There were limitations associated with our study. First, the incidence of uncovertebral joint ossification and cervical kyphosis after CDA were reported, although there are many factors after CDA that can affect the incidence of AS. It remains to be investigated whether the impact of uncovertebral joint ossification and cervical kyphosis extends to other artificial disc prostheses.

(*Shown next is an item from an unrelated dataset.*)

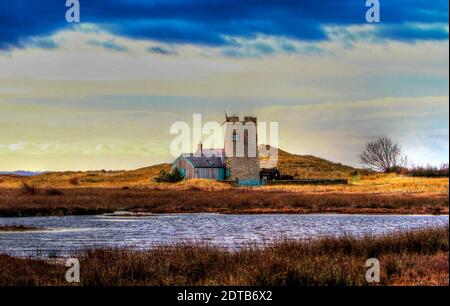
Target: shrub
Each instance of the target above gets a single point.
(429, 171)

The second limitation of our study was the relatively small patient group size. As a result, identification of the precise incidence and risk factors of AS was limited. Moreover, the degree of uncovertebral joint ossification was not evaluated, and it remains to be determined if it correlates with AS. It is also unclear whether uncovertebral joint ossification worsens with time. None of the present cohort needed additional surgery on either the index level or adjacent levels for recurrent symptoms. In future studies, we will evaluate whether, and to what extent, degradation of the adjacent segment occurs. Biomechanical studies on the occurrence of AS in relation to the degenerative process after arthroplasty would also be essential in identifying the pathogenesis of AS. To establish the exact cause(s) of AS, a larger group of patients treated for CDA, including those undergoing a multi-segment operative technique, are required. In particular, a prospective multi-center study with long-term follow-up would provide very useful information.

Conclusions

The clinical outcomes of CDA for the surgical treatment of single-level cervical disc disease in this cohort were satisfactory. Furthermore, multivariate logistic regression analysis identified uncovertebral joint ossification, cervical kyphosis, and ROM at the index level to be factors that affect the incidence of AS after CDA.